Lord Bolingbroke and Thomas Paine
were alike in making bitter enemies of the
priests and pharisees of their day. Both
were honest men; both advocates for human
liberty. Paine wrote for a country which permitted
him to push his reasoning to whatever
length it would go. Lord Bolingbroke in one
restrained by a constitution, and by public opinion.
He was called indeed a tory; but his
writings prove him a stronger advocate for liberty
than any of his countrymen, the whigs of
the present day. Irritated by his exile, he committed
one act unworthy of him, in connecting
himself momentarily with a prince rejected by
his country. But he redeemed that single act
by his establishment of the principles which
proved it to be wrong.

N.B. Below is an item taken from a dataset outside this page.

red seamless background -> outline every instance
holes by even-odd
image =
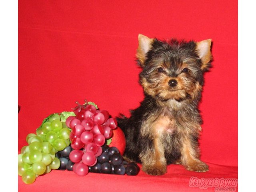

These two persons differed
remarkably in the style of their writing,
each leaving a model of what is most perfect
in both extremes of the simple and sublime.
No writer has exceeded Paine in ease and familiarity
of style, in perspicuity of expression,
happiness of elucidation, and in simple and unassuming
language. In this he may be compared
with Dr. Franklin; and indeed his Common
Sense was, for awhile, believed to have
been written by Dr. Franklin, and published
under the borrowed name of Paine, who had
come over with him from England. Lord
Bolingbroke's, on the other hand, is a style of
the highest order. The lofty, rythmical, fullflowing
eloquence of Cicero; periods of just
measure their members proportioned, their
close full and round. His conceptions, too, are
bold and strong, his diction copious, polished
and commanding as his subject. His writings
are certainly the finest samples in the English
language of the eloquence proper for the senate.
His political tracts are safe reading for
the most timid religionist, his philosophical, for
those who are not afraid to trust their reason
with discussions of right and wrong.—
To Francis Eppes. Washington ed. vii, 197. Ford ed., x, 183.